Kur Savaşı
Dünya ticaretinde rekabet üstünlüğü sağlamak için kullanılan ve arada bir atak yapan rahatsızlık ‘kur savaşı’. Bir ülkenin milli parasının diğer ülke paraları karşısında değerinin gereğinden fazla düşürülmesi ile yapılıyor. İlk amaç, dış ticarette üstünlük sağlamak. Bugünlerde çokça kullanılan yöntem ise, ihtiyaç olduğu üzere kamu yükümlülüklerinin, yani bono ve tahvillerinin ödenmesi için para basılması. Hatta önce tahvil ihrac edilip sonradan borç ödeme kisvesi altında piyasaya para zerkedilmesi. Ulusal paraların miktarını ticaret hacminin ötesinde artırdıkça değer kaybına vize verilmesi.

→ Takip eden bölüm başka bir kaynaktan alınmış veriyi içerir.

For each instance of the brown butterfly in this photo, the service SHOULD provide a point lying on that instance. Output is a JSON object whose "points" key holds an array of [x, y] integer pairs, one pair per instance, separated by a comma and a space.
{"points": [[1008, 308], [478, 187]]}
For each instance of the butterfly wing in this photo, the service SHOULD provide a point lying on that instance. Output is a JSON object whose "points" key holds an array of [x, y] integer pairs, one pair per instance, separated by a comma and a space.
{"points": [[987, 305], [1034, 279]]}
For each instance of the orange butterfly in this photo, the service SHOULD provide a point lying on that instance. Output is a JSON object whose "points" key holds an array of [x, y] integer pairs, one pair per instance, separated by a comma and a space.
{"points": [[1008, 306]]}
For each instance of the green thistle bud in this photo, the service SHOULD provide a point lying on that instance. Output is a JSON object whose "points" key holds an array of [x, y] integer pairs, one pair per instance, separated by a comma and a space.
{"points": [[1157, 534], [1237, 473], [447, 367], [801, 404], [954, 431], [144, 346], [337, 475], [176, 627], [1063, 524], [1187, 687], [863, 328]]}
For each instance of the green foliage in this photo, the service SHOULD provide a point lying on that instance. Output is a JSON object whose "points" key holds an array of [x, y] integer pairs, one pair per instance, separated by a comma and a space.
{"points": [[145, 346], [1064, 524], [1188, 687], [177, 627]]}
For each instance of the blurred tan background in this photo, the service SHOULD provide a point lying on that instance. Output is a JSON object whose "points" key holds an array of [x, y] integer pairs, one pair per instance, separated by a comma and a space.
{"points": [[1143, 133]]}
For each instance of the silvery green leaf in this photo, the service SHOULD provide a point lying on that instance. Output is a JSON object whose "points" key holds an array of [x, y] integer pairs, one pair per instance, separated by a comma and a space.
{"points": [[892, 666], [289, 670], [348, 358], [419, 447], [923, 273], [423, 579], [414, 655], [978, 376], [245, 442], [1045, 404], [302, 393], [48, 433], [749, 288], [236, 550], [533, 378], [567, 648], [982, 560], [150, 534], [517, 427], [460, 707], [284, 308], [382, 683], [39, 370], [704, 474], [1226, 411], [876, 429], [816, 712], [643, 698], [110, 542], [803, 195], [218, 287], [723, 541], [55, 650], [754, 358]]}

Yol haritası bu şekilde.
ABD tahvil alımı yoluyla likiditeyi genişletince zincirleme reaksiyon yine başladı. Euro değer kazandı. Çin Merkez Bankası enflasyonist belirtiler görüldüğünü söyledi, ki bunun anlamının yakın bir devalüasyona zemin hazırlamak olduğunu herkes ezbere biliyor artık. Japon Merkez Bankası da bir genişleme ile parasının değerini düşürmeye çalışıyor. Nihai tabloda sadece Euro’yu yöneten Alman Hükümeti pariteden memnun. Bu politikaların sonunda genellikle peşpeşe devalüasyonlar birbirini nötralize ettiği için pek de işe yaradığı söylenemeyecek bir yöntem aslında.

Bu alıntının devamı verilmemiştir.